Stade olympique - Plus qu'un toit

Ils ont raison de rager ces contribuables qui viennent de se rendre compte que leur gouvernement va consacrer entre 200 et 300 millions de dollars pour apaiser la colère des dieux du stade frustrés depuis la déchirure de leur toit, en 1999!

Dévoilée officiellement en 1972, la maquette du Stade olympique de Montréal n'a jamais pu voir le jour dans sa forme originale. On a accusé l'architecte Taillibert d'avoir imaginé un concept de toit rétractable incompatible avec nos hivers et, jusqu'ici, aucune firme de génie n'a réussi à corriger l'erreur.
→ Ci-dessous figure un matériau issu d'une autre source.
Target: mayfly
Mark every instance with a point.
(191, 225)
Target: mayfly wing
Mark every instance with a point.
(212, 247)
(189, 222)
Cela étant admis, malgré sa réputation méritée d'éléphant blanc, le stade Taillibert s'est imposé avec le temps comme une oeuvre architecturale d'envergure mondiale. Si l'idée de le transformer en pot de fleurs ou de le démolir purement et simplement a traversé l'esprit de tous les Québécois, le projet récent de toit rétractable conçu par l'ingénieux François Delaney a fait renaître l'espoir d'ajouter enfin une vocation utile à ce coûteux décor touristique. Surtout si sa réalisation par le consortium Dessau-EllisDon coûte moins cher qu'un toit fixe en acier.

Mais ici s'arrête l'enthousiasme, car bien des obstacles se dressent encore entre le rêve du maire mégalomane et la réalité 2010. D'abord, les firmes de génie: Dessau est une grande entreprise, mais c'est aussi celle qui est impliquée dans le cafouillage des compteurs d'eau de Montréal, celle qui a donné un job à Frank Zampino peu après avoir décroché ce contrat. Depuis que les médias se sont intéressés au milieu de la construction, le nom de Dessau est revenu dans l'actualité plus souvent qu'à son tour. Peut-on faire confiance à des gens pour qui l'éthique n'est qu'une variable parmi d'autres dans une équation financière?

Puis, il y a le concept lui-même: c'est la troisième fois que des ingénieurs nous annoncent un projet définitif pour le stade. À ce jour, aucun n'a tenu ses promesses. Comment être certain que cette fois sera la bonne?

Mais la principale question, celle qu'on ne peut pas esquiver malgré l'évidente nécessité de trouver une solution, est de savoir ce qu'on fera du stade une fois qu'il sera recouvert d'un nouveau toit. Chaque année, Québec doit verser 20 millions de dollars à la RIO, soit presque autant que ses revenus autonomes. Même à l'époque des Expos, le stade était déficitaire. La tenue d'activités tout au long de l'année réduirait certainement les besoins en subventions, mais elle ne les éliminerait pas pour autant.

Ce n'est donc pas tant une commission parlementaire à saveur partisane qu'il faut pour rentabiliser le stade, encore moins une «vente de feu» au secteur privé qui s'empresserait d'exiger qu'on couvre ses déficits et sa marge de profit, que d'une réflexion plus large mettant à contribution les acteurs des industries culturelles, sportives et touristiques du Québec. Le stade existe, nous n'y pouvons rien! Autant consacrer nos énergies à chercher des solutions nouvelles pour le rentabiliser.